Ottawa Citizen

Most don’t notice a pay gap

- SARAH GRANT

It will take 118 years to close the gender pay gap in the workplace, the World Economic Forum predicted last year. Despite its documented existence, however, most American workers don’t notice the difference between what men and women make, new research shows.

A report released Thursday by salary and employment website Glassdoor found 89 per cent of workers felt men and women should be paid equally for equal work, and 60 per cent said they would not apply for a job at a company if they believed gender compensati­on was unfair. The website surveyed 8,254 full-time and part-time employees in the U.S., Canada, the United Kingdom, France, Germany, the Netherland­s, and Switzerlan­d.

Yet despite their strong defence of workplace equality, most survey respondent­s seemed unconvince­d that the pay gap extended to their office: In the U.S., 78 per cent of men and 60 per cent of women felt their workplace paid men and women equally, Glassdoor found.

“The challenge of changing the gender pay gap is that people don’t think they’ve experience­d it firsthand,” said Susan Duffy, executive director for the Center for Women’s Entreprene­urial Leadership at Babson College.

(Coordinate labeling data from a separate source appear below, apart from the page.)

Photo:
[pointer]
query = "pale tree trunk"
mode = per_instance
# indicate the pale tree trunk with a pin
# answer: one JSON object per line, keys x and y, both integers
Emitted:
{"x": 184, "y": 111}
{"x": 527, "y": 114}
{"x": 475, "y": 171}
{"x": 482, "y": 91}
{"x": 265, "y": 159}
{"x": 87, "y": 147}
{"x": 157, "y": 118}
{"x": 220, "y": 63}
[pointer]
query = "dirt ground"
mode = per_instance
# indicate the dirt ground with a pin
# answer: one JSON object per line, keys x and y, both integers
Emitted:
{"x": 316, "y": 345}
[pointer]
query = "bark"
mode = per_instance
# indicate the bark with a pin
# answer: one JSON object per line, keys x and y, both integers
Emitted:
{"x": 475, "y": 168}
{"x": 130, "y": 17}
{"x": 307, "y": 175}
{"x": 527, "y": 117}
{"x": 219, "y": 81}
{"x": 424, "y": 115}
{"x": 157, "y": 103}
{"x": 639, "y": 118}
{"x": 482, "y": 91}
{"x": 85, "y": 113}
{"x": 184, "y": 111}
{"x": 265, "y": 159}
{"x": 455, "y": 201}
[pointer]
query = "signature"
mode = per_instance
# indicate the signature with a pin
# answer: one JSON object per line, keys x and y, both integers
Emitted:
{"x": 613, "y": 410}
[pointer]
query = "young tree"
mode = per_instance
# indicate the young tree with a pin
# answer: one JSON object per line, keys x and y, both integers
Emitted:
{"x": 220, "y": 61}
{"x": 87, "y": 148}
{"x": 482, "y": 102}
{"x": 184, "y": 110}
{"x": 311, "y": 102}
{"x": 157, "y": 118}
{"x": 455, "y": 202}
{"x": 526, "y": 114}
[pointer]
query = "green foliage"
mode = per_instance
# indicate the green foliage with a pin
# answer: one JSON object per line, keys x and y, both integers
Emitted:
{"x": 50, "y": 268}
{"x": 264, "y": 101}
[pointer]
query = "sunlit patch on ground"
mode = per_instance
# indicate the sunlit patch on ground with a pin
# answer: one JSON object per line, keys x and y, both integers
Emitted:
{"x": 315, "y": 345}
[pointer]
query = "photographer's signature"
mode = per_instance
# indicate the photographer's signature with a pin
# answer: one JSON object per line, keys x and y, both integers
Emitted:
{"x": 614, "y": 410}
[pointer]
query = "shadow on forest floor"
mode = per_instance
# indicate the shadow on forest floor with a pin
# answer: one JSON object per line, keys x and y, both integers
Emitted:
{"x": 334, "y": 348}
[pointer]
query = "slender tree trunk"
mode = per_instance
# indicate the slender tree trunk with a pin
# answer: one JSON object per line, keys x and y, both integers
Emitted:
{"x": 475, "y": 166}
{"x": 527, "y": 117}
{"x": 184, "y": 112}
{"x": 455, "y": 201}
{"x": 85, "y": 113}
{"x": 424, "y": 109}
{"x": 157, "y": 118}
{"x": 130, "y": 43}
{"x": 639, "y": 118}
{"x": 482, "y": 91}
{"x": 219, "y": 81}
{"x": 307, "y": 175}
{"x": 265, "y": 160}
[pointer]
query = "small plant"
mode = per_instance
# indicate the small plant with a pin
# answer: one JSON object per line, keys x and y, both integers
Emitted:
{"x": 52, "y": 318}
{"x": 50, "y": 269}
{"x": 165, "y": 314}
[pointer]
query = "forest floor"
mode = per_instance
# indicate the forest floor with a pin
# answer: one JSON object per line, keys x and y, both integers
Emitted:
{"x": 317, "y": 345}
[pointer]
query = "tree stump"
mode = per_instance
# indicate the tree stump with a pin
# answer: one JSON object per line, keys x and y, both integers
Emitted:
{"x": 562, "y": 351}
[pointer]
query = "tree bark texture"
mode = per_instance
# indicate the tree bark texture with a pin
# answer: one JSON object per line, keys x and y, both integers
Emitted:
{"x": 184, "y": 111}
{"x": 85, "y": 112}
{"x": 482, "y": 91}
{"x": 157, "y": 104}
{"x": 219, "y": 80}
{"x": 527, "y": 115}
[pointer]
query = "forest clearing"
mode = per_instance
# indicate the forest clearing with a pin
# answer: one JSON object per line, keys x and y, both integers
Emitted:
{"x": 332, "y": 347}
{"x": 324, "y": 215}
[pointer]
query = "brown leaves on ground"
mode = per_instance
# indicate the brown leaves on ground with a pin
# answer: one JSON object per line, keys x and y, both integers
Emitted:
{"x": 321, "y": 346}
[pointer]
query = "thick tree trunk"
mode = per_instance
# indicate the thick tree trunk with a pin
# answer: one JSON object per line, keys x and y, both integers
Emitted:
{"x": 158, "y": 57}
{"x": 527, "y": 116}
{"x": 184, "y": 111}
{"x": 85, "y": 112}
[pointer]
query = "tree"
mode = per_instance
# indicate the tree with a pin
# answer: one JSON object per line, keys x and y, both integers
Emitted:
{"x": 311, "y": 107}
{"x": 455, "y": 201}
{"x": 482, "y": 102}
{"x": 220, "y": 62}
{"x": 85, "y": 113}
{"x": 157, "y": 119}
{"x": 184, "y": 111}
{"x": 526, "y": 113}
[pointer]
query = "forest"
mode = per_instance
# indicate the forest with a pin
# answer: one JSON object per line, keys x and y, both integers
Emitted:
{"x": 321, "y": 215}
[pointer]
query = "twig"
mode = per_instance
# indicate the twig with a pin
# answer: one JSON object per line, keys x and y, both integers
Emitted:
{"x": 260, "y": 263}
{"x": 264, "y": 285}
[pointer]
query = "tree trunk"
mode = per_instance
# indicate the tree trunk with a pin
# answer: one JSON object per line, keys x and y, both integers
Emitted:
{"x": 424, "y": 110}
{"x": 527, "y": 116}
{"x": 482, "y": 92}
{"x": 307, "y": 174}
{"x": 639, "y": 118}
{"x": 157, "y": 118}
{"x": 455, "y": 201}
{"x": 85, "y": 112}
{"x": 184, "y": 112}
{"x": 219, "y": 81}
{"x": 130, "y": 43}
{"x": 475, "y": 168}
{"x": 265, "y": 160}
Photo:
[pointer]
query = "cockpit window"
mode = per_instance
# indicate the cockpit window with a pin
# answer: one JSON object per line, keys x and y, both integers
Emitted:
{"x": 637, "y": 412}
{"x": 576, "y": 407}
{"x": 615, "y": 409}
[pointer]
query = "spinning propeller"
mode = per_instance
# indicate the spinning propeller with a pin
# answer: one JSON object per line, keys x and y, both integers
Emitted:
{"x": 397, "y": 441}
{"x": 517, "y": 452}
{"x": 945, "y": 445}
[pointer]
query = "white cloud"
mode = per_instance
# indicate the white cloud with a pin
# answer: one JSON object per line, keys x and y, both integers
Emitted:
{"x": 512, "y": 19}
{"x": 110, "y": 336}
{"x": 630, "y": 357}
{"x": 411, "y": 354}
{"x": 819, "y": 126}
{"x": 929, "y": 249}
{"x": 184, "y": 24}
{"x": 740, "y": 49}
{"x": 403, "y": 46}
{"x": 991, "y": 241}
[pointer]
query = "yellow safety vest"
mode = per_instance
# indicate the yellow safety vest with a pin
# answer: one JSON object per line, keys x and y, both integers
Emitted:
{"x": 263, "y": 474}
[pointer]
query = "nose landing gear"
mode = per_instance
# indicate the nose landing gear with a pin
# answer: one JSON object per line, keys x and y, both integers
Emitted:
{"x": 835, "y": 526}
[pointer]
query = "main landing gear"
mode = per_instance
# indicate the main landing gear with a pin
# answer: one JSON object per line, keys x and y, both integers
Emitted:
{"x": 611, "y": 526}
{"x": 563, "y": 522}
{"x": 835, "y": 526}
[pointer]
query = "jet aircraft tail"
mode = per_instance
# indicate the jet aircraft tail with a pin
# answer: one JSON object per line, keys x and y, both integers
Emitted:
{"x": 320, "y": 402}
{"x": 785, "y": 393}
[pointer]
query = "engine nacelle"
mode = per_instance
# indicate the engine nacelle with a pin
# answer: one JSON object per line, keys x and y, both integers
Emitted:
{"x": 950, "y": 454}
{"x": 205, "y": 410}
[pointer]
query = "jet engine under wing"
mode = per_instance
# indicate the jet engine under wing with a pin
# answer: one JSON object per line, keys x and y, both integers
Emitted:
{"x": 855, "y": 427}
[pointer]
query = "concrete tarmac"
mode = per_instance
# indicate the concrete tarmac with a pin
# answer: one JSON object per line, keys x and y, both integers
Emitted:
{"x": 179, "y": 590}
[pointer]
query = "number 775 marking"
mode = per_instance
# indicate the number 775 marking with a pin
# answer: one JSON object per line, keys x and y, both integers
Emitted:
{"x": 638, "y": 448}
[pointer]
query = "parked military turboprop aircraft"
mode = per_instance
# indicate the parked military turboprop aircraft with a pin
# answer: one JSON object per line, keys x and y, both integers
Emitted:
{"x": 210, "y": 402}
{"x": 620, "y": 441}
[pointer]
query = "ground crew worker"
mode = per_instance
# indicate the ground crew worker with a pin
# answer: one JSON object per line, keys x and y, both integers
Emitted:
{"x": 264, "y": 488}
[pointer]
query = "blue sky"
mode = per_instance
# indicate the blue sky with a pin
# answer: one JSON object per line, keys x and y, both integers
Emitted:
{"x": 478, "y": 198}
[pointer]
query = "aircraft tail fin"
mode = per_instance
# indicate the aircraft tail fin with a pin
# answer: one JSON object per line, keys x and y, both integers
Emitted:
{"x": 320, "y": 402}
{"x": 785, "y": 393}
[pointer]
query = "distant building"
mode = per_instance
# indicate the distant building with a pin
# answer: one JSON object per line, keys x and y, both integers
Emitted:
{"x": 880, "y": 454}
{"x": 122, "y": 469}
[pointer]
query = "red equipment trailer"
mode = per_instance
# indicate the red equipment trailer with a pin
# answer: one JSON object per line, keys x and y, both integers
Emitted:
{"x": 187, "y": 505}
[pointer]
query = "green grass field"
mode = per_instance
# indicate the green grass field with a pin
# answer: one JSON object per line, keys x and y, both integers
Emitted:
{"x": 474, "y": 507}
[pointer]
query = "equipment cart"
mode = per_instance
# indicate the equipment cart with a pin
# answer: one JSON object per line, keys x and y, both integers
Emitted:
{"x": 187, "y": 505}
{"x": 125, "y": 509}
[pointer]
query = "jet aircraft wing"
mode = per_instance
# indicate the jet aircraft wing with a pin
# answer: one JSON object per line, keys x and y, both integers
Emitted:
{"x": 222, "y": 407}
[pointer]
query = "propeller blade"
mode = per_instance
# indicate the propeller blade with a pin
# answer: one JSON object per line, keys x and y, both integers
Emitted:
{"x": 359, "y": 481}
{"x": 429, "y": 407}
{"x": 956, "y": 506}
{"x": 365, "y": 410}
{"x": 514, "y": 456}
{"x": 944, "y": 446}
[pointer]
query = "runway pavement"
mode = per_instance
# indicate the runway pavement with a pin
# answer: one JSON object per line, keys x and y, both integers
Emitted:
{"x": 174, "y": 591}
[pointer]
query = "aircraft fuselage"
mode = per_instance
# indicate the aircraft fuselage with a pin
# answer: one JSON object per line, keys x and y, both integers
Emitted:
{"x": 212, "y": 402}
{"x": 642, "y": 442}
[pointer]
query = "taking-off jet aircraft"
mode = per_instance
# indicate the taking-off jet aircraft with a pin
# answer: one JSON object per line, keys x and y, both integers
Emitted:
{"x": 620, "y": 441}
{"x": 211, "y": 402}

In the U.S., the average woman makes 79 cents for every dollar earned by a man.

The study shows that employees in different age groups think differentl­y about the gender pay gap. Eighty-one per cent of U.S. employees between the ages of 18 to 24 would not consider working at a company with a known gender bias, which is the same for young millennial­s in most of the other countries surveyed. But after age 24, employees are a lot less idealistic. In the U.S., the percentage of people morally against working at a company with a gender pay gap drops to 68 per cent, said the report. People aged 45 and older are the most complacent: Only 13 per cent would turn down a job at a place with a gender pay gap.

Some companies are making public strides toward equality. Last year, Intel chief executive Brian Krzanich pledged US$300 million toward achieving gender and racial parity in its workplace.